Even if the topic is important, random pontification without narrative is always deeply unsatisfying. I was at an energy conference recently where two people—a city mayor and a former governor—gave back-to-back talks. It came off as boasting, like a report card or an advertisement for his reelection. It quickly got boring.
Yes, she recounted anecdotes from her time in office, but the idea was central—and the stories explanatory or illustrative and also funny. It was so much more interesting. There are three main ways to deliver a talk. You can read it directly off a script or a teleprompter.
Or you can memorize your talk, which entails rehearsing it to the point where you internalize every word—verbatim. And as soon as they sense it, the way they receive your talk will shift. Suddenly your intimate connection evaporates, and everything feels a lot more formal. We generally outlaw reading approaches of any kind at TED, though we made an exception a few years ago for a man who insisted on using a monitor.
At first he spoke naturally. Many of our best and most popular TED Talks have been memorized word for word. One of our most memorable speakers was Jill Bolte Taylor, a brain researcher who had suffered a stroke. She talked about what she learned during the eight years it took her to recover.
After crafting her story and undertaking many hours of solo practice, she rehearsed her talk dozens of times in front of an audience to be sure she had it down.

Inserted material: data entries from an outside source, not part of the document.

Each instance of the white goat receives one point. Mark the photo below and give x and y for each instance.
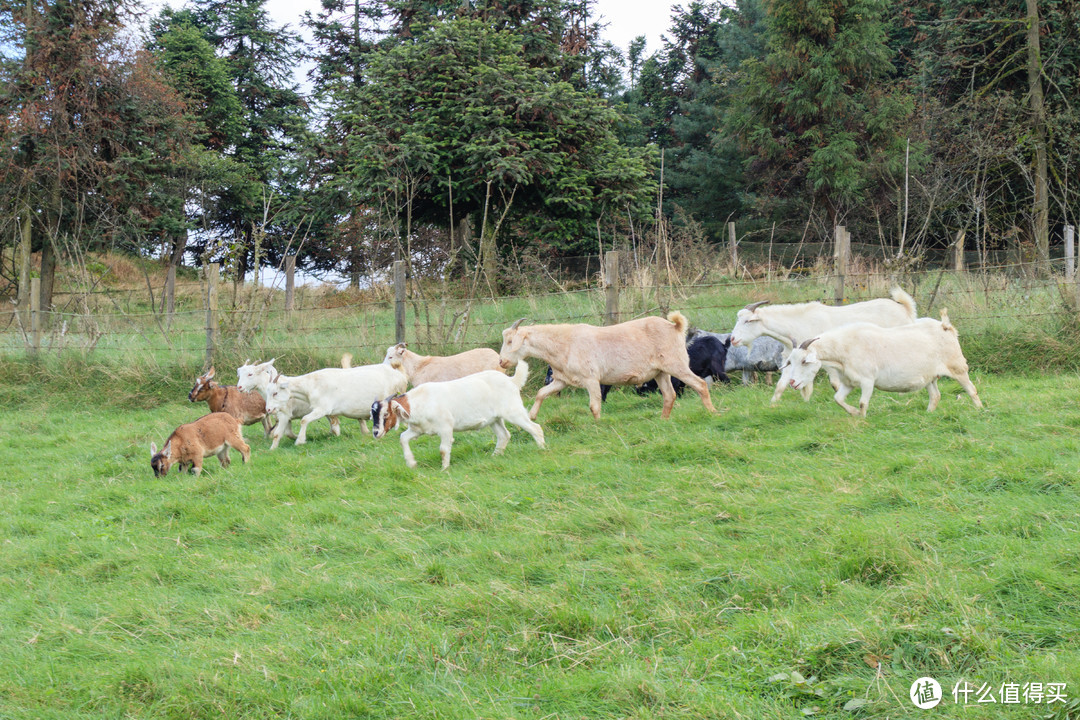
(334, 391)
(435, 368)
(900, 360)
(588, 356)
(483, 399)
(792, 324)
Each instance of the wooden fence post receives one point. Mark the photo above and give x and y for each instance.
(1070, 257)
(733, 248)
(170, 295)
(289, 283)
(213, 271)
(24, 263)
(400, 300)
(611, 287)
(35, 315)
(840, 253)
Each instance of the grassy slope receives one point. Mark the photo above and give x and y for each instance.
(637, 568)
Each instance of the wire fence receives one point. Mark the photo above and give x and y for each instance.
(257, 322)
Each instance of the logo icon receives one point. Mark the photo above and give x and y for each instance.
(926, 693)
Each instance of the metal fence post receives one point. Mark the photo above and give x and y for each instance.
(733, 248)
(840, 253)
(289, 283)
(35, 315)
(1070, 258)
(213, 272)
(611, 287)
(170, 295)
(400, 300)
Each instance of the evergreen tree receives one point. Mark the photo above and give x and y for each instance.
(814, 112)
(91, 136)
(459, 112)
(259, 58)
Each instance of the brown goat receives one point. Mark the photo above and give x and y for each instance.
(210, 435)
(437, 368)
(248, 408)
(625, 354)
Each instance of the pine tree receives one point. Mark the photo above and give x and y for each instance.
(815, 112)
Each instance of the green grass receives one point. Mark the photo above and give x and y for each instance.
(637, 568)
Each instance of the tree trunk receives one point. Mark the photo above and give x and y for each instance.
(48, 273)
(179, 245)
(1041, 209)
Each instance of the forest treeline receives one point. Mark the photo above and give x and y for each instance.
(457, 133)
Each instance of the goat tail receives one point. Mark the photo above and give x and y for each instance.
(521, 374)
(903, 298)
(945, 324)
(679, 320)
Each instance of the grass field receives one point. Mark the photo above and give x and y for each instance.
(760, 562)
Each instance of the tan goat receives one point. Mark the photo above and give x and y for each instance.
(248, 408)
(625, 354)
(436, 368)
(210, 435)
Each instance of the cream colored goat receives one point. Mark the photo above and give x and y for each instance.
(436, 368)
(588, 356)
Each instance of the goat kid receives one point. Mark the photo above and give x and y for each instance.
(900, 360)
(248, 408)
(482, 399)
(189, 444)
(707, 355)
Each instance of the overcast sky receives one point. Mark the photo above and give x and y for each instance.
(625, 18)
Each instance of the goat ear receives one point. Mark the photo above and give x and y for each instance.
(400, 408)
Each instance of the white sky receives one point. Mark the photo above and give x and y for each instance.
(625, 18)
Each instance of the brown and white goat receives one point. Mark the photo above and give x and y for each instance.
(248, 408)
(588, 356)
(437, 368)
(211, 435)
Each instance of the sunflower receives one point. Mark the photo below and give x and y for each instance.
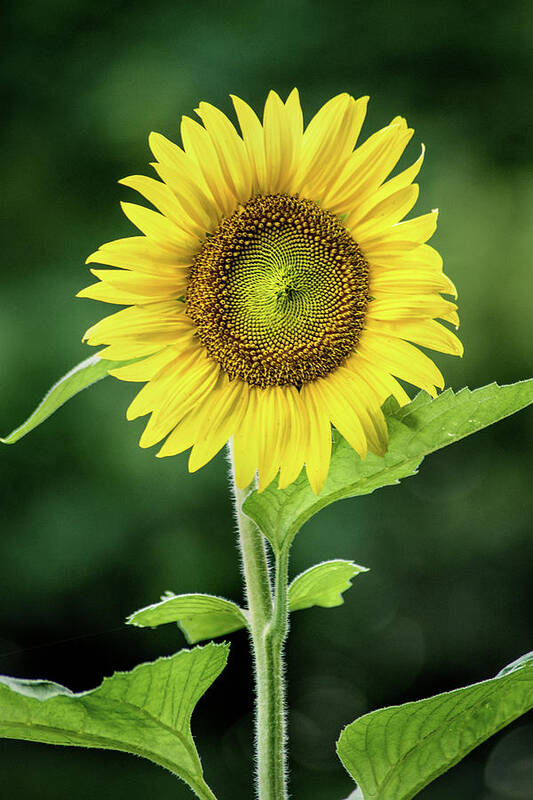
(276, 290)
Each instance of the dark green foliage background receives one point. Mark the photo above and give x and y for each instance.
(93, 527)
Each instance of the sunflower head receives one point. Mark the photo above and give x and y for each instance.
(276, 290)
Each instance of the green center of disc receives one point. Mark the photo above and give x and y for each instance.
(279, 292)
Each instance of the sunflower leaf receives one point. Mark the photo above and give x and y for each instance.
(200, 616)
(417, 429)
(80, 377)
(323, 584)
(146, 711)
(395, 752)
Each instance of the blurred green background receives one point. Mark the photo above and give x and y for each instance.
(94, 528)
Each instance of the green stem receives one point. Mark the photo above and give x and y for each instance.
(268, 629)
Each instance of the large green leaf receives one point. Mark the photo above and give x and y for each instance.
(146, 711)
(323, 584)
(417, 429)
(200, 616)
(86, 373)
(395, 752)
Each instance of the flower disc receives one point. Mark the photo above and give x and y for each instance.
(279, 292)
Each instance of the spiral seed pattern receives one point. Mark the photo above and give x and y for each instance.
(279, 292)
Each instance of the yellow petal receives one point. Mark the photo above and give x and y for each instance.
(318, 450)
(292, 453)
(198, 145)
(192, 384)
(163, 322)
(383, 215)
(278, 145)
(144, 370)
(165, 201)
(246, 440)
(368, 167)
(396, 280)
(327, 144)
(230, 150)
(383, 384)
(140, 254)
(222, 415)
(182, 175)
(160, 229)
(130, 288)
(401, 359)
(427, 333)
(403, 254)
(337, 391)
(252, 133)
(419, 230)
(390, 308)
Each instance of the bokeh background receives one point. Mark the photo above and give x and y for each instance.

Obviously, not every presentation is worth that kind of investment of time. If they give the talk while stuck in that valley, the audience will sense it. Their words will sound recited, or there will be painful moments where they stare into the middle distance, or cast their eyes upward, as they struggle to remember their lines.
This creates distance between the speaker and the audience. Getting past this point is simple, fortunately. Then you can focus on delivering the talk with meaning and authenticity. Go with bullet points on note cards. Focus on remembering the transitions from one bullet point to the next.
Also pay attention to your tone. Just be you. Some speakers project too much ego. They sound condescending or full of themselves, and the audience shuts down. For inexperienced speakers, the physical act of being onstage can be the most difficult part of giving a presentation—but people tend to overestimate its importance. And when it comes to stage presence, a little coaching can go a long way. The biggest mistake we see in early rehearsals is that people move their bodies too much.
They sway from side to side, or shift their weight from one leg to the other. Simply getting a person to keep his or her lower body motionless can dramatically improve stage presence.
But the vast majority are better off standing still and relying on hand gestures for emphasis. Perhaps the most important physical act onstage is making eye contact. Find five or six friendly-looking people in different parts of the audience and look them in the eye as you speak.
That eye contact is incredibly powerful, and it will do more than anything else to help your talk land. People deal with this in different ways. Many speakers stay out in the audience until the moment they go on; this can work well, because keeping your mind engaged in the earlier speakers can distract you and limit nervousness.
She recommends that people spend time before a talk striding around, standing tall, and extending their bodies; these poses make you feel more powerful. But I think the single best advice is simply to breathe deeply before you go onstage.
It works. In general, people worry too much about nervousness. We asked Aaron to bottle his Keynote mojo so that others could benefit from it. Here, 10 tips for making an effective slide deck, split into two parts: the big, overarching goals, and the little tips and tricks that make your presentation sing.
He asked for permission to use the image, and credited the photographer, Blair Harkness. View the whole slidedeck from this presentation.